With these loans, borrowers are paying a high rate in an effort to get to 2022.

In hospitality and entertainment venues, many owners are trying to work through issues with the lenders.

But if an owner possesses a trophy property with viable businesses that would be thriving if it weren’t for COVID, they can find lifelines in the form of bridge loans, according to Eric S. Orenstein, a member of Rosenberg & Estis, P.C. and a leader of the firm’s transactional department.

With these bridge loans, borrowers are paying a high rate for 15 months. These shorter-term, higher-interest loans are a good way for lenders to deploy capital on assets with solid underlying fundamentals. “This is real bridge financing, and we’re now bringing people back to normalcy,” Orenstein says.

As Orenstein looks at these assets that are struggling, he’s assessing when they’ll be operating at full strength again. “If they’re lucky, they’ll start operating in the Fall,” Orenstein says. “But you’re really not ramping back up until 2022.”

With that realization, Orenstein says loans are being originated with the idea that borrowers may need a cushion for 15 months.

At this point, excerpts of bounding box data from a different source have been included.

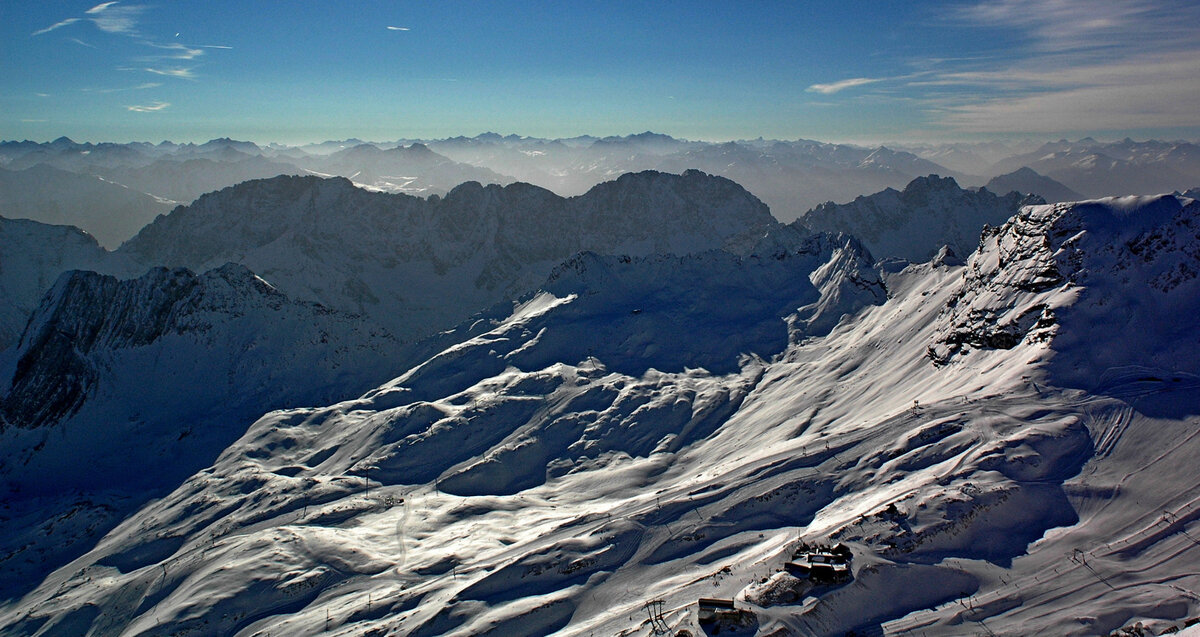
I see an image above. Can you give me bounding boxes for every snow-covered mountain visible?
[989,138,1200,197]
[120,172,775,338]
[0,196,1200,636]
[796,175,1044,262]
[297,144,514,197]
[984,168,1084,204]
[0,216,140,350]
[428,132,952,221]
[0,164,174,250]
[0,264,403,595]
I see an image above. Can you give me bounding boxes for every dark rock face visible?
[929,196,1200,374]
[0,269,198,427]
[797,175,1045,263]
[114,170,775,339]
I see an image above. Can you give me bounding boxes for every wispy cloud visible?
[125,102,170,113]
[30,18,80,36]
[941,59,1200,133]
[143,66,196,79]
[805,78,880,95]
[907,0,1200,133]
[85,2,145,36]
[30,2,146,36]
[87,82,162,94]
[952,0,1182,53]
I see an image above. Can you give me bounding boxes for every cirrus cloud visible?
[805,78,881,95]
[125,102,170,113]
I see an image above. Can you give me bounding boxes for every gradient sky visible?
[0,0,1200,143]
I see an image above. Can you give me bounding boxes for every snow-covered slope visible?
[0,264,403,595]
[120,172,774,338]
[0,197,1200,636]
[796,175,1044,262]
[0,164,174,248]
[299,144,514,197]
[0,216,137,350]
[984,167,1084,204]
[989,138,1200,197]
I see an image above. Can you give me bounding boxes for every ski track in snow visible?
[0,195,1200,637]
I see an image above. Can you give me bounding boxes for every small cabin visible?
[698,597,742,624]
[784,543,853,583]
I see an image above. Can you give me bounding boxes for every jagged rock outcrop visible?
[796,175,1045,262]
[929,196,1200,379]
[0,264,403,491]
[0,217,136,351]
[121,172,774,337]
[984,167,1085,204]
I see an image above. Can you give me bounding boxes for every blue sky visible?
[0,0,1200,143]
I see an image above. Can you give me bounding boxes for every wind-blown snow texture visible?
[0,191,1200,636]
[0,264,402,595]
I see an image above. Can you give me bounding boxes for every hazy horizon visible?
[7,0,1200,145]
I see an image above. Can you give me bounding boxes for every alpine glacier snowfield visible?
[0,196,1200,636]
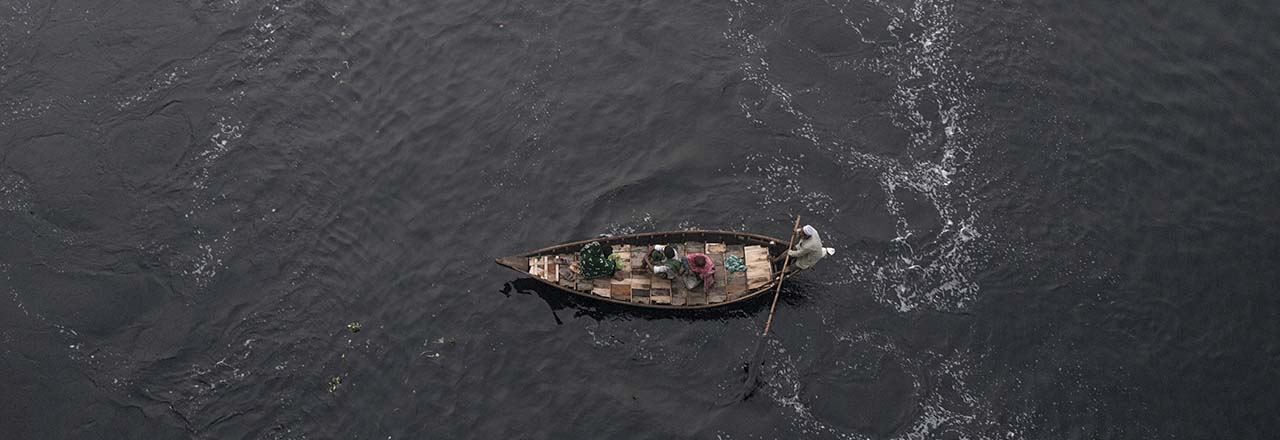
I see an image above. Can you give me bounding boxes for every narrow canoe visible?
[497,230,794,310]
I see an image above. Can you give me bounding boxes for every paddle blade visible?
[737,335,764,400]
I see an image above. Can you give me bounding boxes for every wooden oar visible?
[740,215,800,400]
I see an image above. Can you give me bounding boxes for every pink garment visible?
[685,252,716,292]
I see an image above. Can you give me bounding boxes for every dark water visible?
[0,0,1280,439]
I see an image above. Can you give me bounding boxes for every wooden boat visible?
[497,230,787,310]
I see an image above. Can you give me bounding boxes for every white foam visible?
[724,0,991,312]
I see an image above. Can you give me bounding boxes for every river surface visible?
[0,0,1280,440]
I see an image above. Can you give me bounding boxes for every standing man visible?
[787,225,836,269]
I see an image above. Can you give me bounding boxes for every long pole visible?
[741,215,800,400]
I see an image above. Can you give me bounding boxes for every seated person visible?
[641,244,685,280]
[685,253,716,292]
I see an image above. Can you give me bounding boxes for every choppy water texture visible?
[0,0,1280,439]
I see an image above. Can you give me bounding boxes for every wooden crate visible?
[609,280,631,302]
[707,250,728,304]
[650,275,687,306]
[591,278,612,298]
[742,246,773,290]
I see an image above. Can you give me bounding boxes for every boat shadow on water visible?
[498,278,813,325]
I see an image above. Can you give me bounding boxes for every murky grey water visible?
[0,0,1280,439]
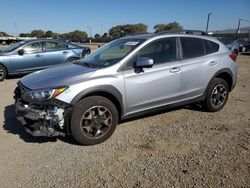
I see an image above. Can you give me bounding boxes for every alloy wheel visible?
[80,106,112,139]
[211,84,227,107]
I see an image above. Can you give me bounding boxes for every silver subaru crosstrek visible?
[15,30,237,145]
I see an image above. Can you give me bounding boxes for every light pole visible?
[206,12,212,33]
[236,18,250,34]
[86,26,91,43]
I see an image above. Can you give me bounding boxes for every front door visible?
[123,37,181,114]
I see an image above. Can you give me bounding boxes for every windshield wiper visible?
[80,63,100,68]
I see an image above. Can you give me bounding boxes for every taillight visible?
[229,52,237,61]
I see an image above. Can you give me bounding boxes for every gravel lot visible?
[0,52,250,188]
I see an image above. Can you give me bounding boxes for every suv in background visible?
[15,31,237,145]
[0,39,90,81]
[217,37,240,56]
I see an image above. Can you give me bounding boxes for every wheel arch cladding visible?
[71,85,124,117]
[215,69,233,91]
[0,62,8,75]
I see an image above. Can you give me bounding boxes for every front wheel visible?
[71,96,118,145]
[204,78,229,112]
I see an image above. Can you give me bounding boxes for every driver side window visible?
[123,37,177,70]
[23,42,42,54]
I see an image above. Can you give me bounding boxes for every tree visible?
[109,23,148,38]
[102,33,108,38]
[0,31,11,37]
[61,30,88,42]
[154,22,183,33]
[95,33,100,38]
[19,33,30,37]
[30,30,45,38]
[45,30,54,38]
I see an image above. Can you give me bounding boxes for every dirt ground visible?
[0,55,250,188]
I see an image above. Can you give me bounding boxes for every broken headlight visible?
[22,87,68,101]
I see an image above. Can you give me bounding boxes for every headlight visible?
[22,87,68,101]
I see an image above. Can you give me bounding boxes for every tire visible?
[204,78,229,112]
[233,49,239,56]
[70,96,118,146]
[67,57,79,64]
[0,65,7,81]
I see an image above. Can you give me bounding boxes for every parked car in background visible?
[234,38,250,53]
[15,31,237,145]
[217,37,240,55]
[0,39,90,81]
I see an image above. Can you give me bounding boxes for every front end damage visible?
[14,82,70,137]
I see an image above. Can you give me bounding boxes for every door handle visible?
[208,61,217,66]
[36,54,43,57]
[170,67,180,73]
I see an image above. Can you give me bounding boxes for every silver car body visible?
[21,34,237,117]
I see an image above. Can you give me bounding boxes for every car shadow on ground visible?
[3,104,78,145]
[3,104,203,145]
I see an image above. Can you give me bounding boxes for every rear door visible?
[11,42,45,72]
[43,41,72,67]
[123,37,181,113]
[180,37,219,100]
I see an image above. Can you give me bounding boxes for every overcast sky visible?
[0,0,250,35]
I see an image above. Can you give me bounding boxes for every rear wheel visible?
[241,46,246,52]
[0,65,7,81]
[71,96,118,145]
[204,78,229,112]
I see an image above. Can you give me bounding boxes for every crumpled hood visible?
[21,63,96,90]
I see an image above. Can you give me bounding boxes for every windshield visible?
[218,37,233,45]
[1,41,25,52]
[77,39,145,67]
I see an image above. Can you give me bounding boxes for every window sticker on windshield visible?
[124,41,139,46]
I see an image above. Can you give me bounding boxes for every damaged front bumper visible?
[14,82,70,137]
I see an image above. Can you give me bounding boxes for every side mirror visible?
[136,57,154,68]
[17,49,24,55]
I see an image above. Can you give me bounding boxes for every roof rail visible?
[154,29,208,36]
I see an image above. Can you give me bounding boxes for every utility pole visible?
[236,19,242,34]
[206,12,212,33]
[86,26,91,43]
[236,18,250,34]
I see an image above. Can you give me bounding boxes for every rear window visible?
[181,37,205,59]
[204,40,220,54]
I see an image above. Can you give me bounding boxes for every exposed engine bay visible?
[14,82,69,137]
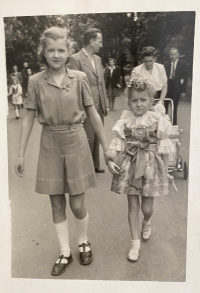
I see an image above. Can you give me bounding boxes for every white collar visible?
[108,66,116,70]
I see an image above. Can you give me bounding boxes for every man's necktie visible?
[171,62,175,80]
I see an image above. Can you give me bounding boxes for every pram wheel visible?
[183,162,188,180]
[177,155,183,172]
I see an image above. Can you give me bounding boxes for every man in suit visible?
[10,65,22,84]
[67,28,108,173]
[21,61,28,95]
[164,48,188,125]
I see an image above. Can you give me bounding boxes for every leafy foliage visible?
[4,11,195,77]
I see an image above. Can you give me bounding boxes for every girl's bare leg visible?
[141,196,154,221]
[127,194,140,240]
[141,197,154,240]
[50,194,73,276]
[50,194,67,223]
[127,194,140,262]
[69,193,92,265]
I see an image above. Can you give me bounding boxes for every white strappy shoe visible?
[141,219,151,240]
[128,245,140,261]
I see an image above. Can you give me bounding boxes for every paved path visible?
[8,93,191,282]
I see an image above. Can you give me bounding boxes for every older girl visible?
[108,77,174,261]
[9,77,23,119]
[15,27,107,276]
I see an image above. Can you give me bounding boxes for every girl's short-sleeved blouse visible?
[26,68,94,125]
[131,62,167,91]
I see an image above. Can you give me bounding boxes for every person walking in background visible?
[67,28,108,173]
[10,65,22,84]
[15,27,107,276]
[9,77,23,119]
[164,48,188,125]
[131,46,167,103]
[108,77,175,261]
[21,61,29,97]
[105,58,121,110]
[23,67,33,98]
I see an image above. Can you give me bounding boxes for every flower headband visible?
[126,73,152,90]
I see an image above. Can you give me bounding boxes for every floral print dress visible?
[109,105,175,197]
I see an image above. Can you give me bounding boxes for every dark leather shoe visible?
[51,254,73,276]
[95,168,105,173]
[79,242,93,265]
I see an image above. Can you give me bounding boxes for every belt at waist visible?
[146,143,158,151]
[43,123,83,131]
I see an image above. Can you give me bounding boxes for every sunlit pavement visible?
[8,87,191,282]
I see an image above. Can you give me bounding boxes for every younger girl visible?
[9,77,23,119]
[108,77,174,261]
[15,27,107,276]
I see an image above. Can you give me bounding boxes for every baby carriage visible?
[157,98,188,180]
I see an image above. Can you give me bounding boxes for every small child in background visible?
[108,76,175,261]
[9,77,23,119]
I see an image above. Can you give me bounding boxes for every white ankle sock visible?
[74,213,90,252]
[143,218,151,224]
[131,239,140,247]
[15,106,19,117]
[54,219,70,257]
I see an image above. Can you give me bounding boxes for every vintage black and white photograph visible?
[0,0,200,293]
[4,11,195,282]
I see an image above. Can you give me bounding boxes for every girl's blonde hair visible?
[38,26,72,66]
[127,74,155,100]
[12,76,19,83]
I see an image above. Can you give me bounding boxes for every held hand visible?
[15,158,24,177]
[180,93,185,99]
[108,161,120,174]
[104,107,110,116]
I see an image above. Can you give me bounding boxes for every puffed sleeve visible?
[157,116,175,154]
[160,65,167,83]
[82,75,94,107]
[112,119,125,139]
[108,119,125,160]
[26,78,37,110]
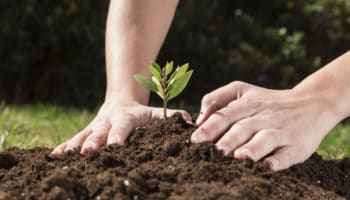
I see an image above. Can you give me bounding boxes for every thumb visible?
[196,81,248,125]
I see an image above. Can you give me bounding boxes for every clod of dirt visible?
[0,152,18,169]
[0,191,10,200]
[0,114,350,200]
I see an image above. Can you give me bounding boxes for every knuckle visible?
[202,93,215,105]
[230,81,246,89]
[241,97,262,108]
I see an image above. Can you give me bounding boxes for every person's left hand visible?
[191,82,340,171]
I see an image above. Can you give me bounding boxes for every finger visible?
[81,122,111,155]
[265,147,306,171]
[191,98,260,143]
[50,141,68,157]
[64,129,92,151]
[234,129,285,161]
[196,81,248,125]
[107,120,136,145]
[216,116,268,155]
[169,109,192,122]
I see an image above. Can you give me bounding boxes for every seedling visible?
[134,62,193,120]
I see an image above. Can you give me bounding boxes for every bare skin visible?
[51,0,350,171]
[51,0,191,156]
[191,52,350,171]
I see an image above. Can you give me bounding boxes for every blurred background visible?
[0,0,350,155]
[0,0,350,108]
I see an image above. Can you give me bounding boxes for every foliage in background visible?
[0,0,350,106]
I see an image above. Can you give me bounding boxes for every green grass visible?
[0,104,350,158]
[0,104,94,151]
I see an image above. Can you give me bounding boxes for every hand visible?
[191,82,340,171]
[51,101,192,157]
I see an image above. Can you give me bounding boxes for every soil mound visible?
[0,114,350,200]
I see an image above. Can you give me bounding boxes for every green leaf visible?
[165,61,174,76]
[134,74,158,92]
[150,63,162,81]
[152,76,164,99]
[152,62,162,73]
[168,63,189,85]
[168,70,193,100]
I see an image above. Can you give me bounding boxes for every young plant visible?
[134,62,193,120]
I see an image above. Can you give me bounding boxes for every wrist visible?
[105,87,149,105]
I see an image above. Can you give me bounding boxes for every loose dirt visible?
[0,114,350,200]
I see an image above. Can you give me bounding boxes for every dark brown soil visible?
[0,115,350,200]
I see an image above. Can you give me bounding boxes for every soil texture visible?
[0,114,350,200]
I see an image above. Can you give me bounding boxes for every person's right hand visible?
[50,101,192,157]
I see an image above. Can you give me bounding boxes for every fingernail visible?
[192,131,208,143]
[234,149,250,159]
[49,150,58,157]
[266,159,278,170]
[216,145,230,156]
[80,142,96,154]
[196,112,203,124]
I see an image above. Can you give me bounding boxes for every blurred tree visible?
[0,0,350,106]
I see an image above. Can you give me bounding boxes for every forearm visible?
[106,0,178,104]
[293,51,350,121]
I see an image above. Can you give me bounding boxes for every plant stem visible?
[162,67,168,121]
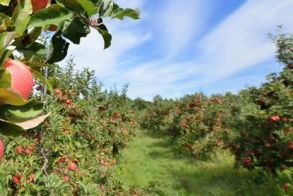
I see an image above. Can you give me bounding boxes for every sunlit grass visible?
[108,131,281,196]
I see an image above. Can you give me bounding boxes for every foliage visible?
[0,0,139,134]
[0,60,136,195]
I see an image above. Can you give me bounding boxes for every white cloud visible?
[153,0,209,58]
[62,0,293,99]
[199,0,293,81]
[120,0,293,97]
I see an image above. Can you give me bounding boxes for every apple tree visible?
[0,0,139,159]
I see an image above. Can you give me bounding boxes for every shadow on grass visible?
[168,166,281,196]
[142,130,195,161]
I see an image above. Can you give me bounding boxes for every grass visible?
[108,130,281,196]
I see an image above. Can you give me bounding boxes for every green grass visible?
[108,131,281,196]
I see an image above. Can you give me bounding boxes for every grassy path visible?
[112,130,278,196]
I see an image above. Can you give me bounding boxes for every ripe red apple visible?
[68,162,77,171]
[15,146,23,154]
[12,175,21,184]
[0,139,4,161]
[31,0,49,12]
[66,99,73,104]
[282,183,289,191]
[288,142,293,150]
[4,59,34,99]
[63,176,70,182]
[47,25,58,31]
[24,148,31,155]
[55,88,62,96]
[270,116,280,122]
[242,158,252,166]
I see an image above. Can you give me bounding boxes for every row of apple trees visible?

With a choppy vaccine rollout and new COVID-19 variants emerging, lenders and borrowers are both coming to the realization that it may be a while before things return to normal. “There has been a slight shift, and people have gotten past [the idea that] they’re opening up next month,” he says.

Before then, lenders were generally offering three-month extensions. Then when those ended, they would offer another three months.

“The reality of the timing is setting in,” Orenstein says.

Orenstein has done a lot of acquisitions, loan modifications and financings despite the growing wait-and-see sentiment.

“When restructuring reserves and cash management and all of that, we’re very conservative on timing,” he says. “We’re also being conservative with the understanding that the vaccines are coming in. But we’re all seeing what is going on with the variants. So we’re building in some cushion.”

In some cases, Orenstein is working through some issues with clients. In other cases, clients are actively seeking troubled assets.

“We’re happy to go in and work stuff out,” Orenstein says. “We’re working it out on the basis of ‘Let’s all be realistic.’ If you’re in the hospitality space, hotel, entertainment and restaurant, you’re not on your feet until 2022. If the deal makes sense, we’re starting to use that structure.”

Billy Meyer, SVP of real estate lending at Columbia Pacific Advisors., told GlobeSt.com in an earlier interview that he sees more groups entering the lending space to focus on providing bridge money for one to three years and recovery capital.

“Until the confidence is built on proforma economics and there’s more certainty in supply and demand, I think there will be an increased volume of new private lenders entering the space,” he says. “There’s more of a need today than there ever has been. Private bridge lenders will have an ability to increase their volumes because of the discipline that banks and conventional lenders are showing as a result of COVID and the uncertainties that are ahead of us in the short-term future.”